Society functioned for better and worse without CCTV and public surveillance in general for millenia past. Increasingly, we are replacing natural, organic relations, with filtered, atomised, virtual existences. Our neighbourliness - as Fifers never exactly one of our more famed characteristics - will suffer as we substitute spontaneous, interpersonal lives for mediated dependencies controlled by a state bureaucracy whose function is to mechanise and saniticise vital, natural instincts.

Like the right to protest. Like the right to associate with real police officers as they walk the street in their professional capacity of guardians of the law. Like the right not to have CCTV operators learn all manner of details of your proclivities, habits, tastes, waking hours. Like the right not to have you stumble down a manhole or dress tear beamed around the world for popular entertainment.

Your privacy and - therefore - your dignity is at the heart of the matter.
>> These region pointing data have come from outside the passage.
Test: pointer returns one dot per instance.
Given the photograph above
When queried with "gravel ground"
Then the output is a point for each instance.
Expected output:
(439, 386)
This is not a question about crime. Surveys have shown that the impact of CCTV on relevant crime in covered areas is four percent, and that is before the displacement issue is taken into account.

We must have the utmost of respect for the Police. I would love to see the day that the Police are respected - not feared - in Kirkcaldy, in a way that they haven't been since the first few post-war years. To do this they must be seen and known. The money saved by dismantling the CCTV network should be ringfenced for Policing. This is not an anti-Police campaign movement. The Police are at the heart of successful communities.

Fellow langtonians, now is the time to make your voices heard. Ask your elected representatives where they stand on this issue. Make your vote contingent on a respect of civil privacy and human dignity. It is time for CCTV to be banned in all public places in Kirkcaldy.